Fonte: Blog da Folha
O ex-governador Mendonça Filho contesta as declarações do líder do PT na Câmara, Fernando Ferro, de que ele e o deputado federal Roberto Magalhães teriam que rever erros do passado em relação à privatização. “Não aceito maniqueísmo e muito menos manipulação de informações. Desafio o deputado a apresentar uma declaração minha defendendo a privatização da Chesf”, afirmou, ressaltando que o seu partido sempre defendeu a Chesf como uma estatal fundamental para o desenvolvimento da região.
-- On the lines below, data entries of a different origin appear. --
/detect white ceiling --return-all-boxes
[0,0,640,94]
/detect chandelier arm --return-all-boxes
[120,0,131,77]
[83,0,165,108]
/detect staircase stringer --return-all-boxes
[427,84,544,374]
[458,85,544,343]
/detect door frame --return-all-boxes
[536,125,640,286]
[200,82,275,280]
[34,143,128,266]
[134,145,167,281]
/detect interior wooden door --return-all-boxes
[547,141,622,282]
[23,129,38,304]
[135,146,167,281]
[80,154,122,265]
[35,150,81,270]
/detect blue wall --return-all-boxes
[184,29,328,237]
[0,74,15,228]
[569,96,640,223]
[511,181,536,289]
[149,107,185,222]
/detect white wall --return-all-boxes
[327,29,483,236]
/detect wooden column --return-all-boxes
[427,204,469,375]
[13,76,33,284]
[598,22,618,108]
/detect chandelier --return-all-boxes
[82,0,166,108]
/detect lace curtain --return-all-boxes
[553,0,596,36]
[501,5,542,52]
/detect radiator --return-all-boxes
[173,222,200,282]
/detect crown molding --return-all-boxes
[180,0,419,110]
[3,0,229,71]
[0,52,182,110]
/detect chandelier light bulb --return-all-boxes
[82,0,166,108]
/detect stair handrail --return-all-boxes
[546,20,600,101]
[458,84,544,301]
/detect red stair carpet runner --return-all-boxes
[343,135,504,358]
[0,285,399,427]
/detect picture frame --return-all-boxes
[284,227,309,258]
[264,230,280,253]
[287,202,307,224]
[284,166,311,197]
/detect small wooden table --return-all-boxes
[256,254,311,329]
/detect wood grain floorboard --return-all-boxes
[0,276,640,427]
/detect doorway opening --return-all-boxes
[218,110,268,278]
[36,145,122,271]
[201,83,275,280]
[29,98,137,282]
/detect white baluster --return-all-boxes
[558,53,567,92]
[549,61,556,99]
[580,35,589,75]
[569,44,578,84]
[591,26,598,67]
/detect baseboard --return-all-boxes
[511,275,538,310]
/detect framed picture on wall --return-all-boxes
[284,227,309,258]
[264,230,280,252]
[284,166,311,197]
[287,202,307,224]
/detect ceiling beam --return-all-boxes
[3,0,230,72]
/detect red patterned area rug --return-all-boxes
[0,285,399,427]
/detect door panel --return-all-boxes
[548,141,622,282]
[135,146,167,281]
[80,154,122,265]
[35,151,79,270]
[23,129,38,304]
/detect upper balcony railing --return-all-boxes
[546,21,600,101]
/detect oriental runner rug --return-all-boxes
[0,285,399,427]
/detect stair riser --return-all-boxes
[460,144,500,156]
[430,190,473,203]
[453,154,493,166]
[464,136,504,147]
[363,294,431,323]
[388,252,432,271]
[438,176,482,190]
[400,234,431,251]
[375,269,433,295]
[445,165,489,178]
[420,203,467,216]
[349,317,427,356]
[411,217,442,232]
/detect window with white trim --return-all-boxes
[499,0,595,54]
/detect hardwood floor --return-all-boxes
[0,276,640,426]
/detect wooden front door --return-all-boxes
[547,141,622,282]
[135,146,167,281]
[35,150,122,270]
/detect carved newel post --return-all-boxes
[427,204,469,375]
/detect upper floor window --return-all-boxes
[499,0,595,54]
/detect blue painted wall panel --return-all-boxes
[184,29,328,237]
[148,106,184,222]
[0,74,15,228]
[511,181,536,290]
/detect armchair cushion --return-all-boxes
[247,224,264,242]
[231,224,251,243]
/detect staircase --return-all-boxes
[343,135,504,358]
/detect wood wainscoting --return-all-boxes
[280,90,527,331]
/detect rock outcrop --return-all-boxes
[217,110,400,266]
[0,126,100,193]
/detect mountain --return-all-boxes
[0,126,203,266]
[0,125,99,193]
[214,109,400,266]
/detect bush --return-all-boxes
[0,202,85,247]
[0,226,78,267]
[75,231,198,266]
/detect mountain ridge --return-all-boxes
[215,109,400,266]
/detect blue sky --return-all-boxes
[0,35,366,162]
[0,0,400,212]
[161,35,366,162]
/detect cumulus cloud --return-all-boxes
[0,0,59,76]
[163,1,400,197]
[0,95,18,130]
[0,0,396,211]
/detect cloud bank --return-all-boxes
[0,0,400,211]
“Este fato foi reconhecido publicamente pelo Sindicato e pelo próprio Ferro que foi obrigado a admitir que quando o Governo Federal iniciou a política de privatização, os então prefeito Roberto Magalhães e vice-presidente Marco Maciel se mobilizaram para retirar a Chesf do processo de privatização.
“Isso foi uma decisão de Governo, em função da união de todos e da luta de homens íntegros como Magalhães e Maciel. Ferro está desestabilizado pelo confronto entre a sua história de chesfiano e a posição de líder do PT”, provocou. Mendonça atribui o "nervosismo" de Ferro a falta de posição política do Governo do PT em favor da Chesf, que avança para o esvaziamento da Chesf, gestado durante a administração da toda poderosa ministra de Minas e Energia, Dilma Roussef.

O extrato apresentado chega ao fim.